Jennifer Miley - Travel Journal
I was fortunate enough to attend a traditional Alaoui performance in Ain Beni Mathar, Morocco. A small platform was set before the crowd of men and boys dressed in white jelabas, the earthen walls of their houses rising out of the dust behind the performers. As the sun began its descent through the haze, the colors muted until they were only shades of the same, warm grey.
I stood at the edge of the group, listening to the music carefully, unable to find the rhythm. Every clap to what I felt was the beat, fell directly opposite those of the rest of the crowd. I tried again, my frustration rising rapidly with the crowd’s refusal to keep the beat. Was it possible that this entire group of people was unable to find the rhythm of music they had heard since birth?
When I finally realized that they were not trying to hit on the beats but rather in the spaces between them, I stepped back and listened. There was a moment of struggle to re-adjust my expectations. Then, I felt it.
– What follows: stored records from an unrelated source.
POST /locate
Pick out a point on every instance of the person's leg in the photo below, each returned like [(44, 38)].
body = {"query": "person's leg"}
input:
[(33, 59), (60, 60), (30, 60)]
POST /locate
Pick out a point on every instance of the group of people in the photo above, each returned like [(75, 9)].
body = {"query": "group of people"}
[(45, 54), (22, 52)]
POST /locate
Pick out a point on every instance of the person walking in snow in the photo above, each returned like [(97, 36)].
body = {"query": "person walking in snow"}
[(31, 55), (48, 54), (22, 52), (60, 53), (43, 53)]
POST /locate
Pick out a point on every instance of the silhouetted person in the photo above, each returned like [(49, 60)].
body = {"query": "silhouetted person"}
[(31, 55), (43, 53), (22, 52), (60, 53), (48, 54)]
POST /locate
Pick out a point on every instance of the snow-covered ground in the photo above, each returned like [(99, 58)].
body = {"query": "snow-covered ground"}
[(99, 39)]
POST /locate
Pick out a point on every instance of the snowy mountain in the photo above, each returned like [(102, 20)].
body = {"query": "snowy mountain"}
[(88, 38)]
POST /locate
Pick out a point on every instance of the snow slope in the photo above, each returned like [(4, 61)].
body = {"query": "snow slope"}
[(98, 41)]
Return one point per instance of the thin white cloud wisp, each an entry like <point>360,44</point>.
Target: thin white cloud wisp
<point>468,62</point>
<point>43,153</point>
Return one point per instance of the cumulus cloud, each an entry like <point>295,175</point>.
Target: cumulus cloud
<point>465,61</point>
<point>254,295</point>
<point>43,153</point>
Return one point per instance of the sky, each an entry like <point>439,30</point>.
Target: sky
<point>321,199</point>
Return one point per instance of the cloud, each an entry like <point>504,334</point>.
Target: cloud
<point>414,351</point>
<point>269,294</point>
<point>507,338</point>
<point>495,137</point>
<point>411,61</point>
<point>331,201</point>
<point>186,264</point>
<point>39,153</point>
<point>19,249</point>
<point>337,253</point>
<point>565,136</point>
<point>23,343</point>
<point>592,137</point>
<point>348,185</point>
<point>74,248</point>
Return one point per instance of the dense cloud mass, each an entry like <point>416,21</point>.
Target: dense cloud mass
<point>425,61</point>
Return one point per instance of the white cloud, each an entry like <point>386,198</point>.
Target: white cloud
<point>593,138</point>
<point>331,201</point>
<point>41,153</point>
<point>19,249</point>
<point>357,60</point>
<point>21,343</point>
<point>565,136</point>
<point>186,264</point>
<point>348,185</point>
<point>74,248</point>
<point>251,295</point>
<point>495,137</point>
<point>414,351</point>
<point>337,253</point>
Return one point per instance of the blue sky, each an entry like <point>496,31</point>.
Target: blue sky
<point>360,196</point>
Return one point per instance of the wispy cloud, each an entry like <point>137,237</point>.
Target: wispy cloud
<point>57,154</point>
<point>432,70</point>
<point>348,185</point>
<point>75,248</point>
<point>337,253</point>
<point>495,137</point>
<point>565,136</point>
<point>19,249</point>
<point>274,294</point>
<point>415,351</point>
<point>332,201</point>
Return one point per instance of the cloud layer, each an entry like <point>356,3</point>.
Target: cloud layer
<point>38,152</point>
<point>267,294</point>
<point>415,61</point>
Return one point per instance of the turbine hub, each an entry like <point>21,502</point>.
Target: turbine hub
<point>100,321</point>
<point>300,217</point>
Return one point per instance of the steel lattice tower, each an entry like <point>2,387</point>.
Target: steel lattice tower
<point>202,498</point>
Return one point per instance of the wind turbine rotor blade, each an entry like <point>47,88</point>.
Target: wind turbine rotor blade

A volley of sound rose between the audience and the musicians. Each of the musicians’ notes were absorbed individually by crowd and returned before the arrival of the next. Their beats echoed off the few buildings and broke free of the town to radiate into the desert night. I closed my eyes and heard the shape, the texture of the plaza in the reflected sound and the openness of the land in the pauses.
That evening is still crystalline in my mind. It has become an irreversible part of my understanding of music, rhythm and performance.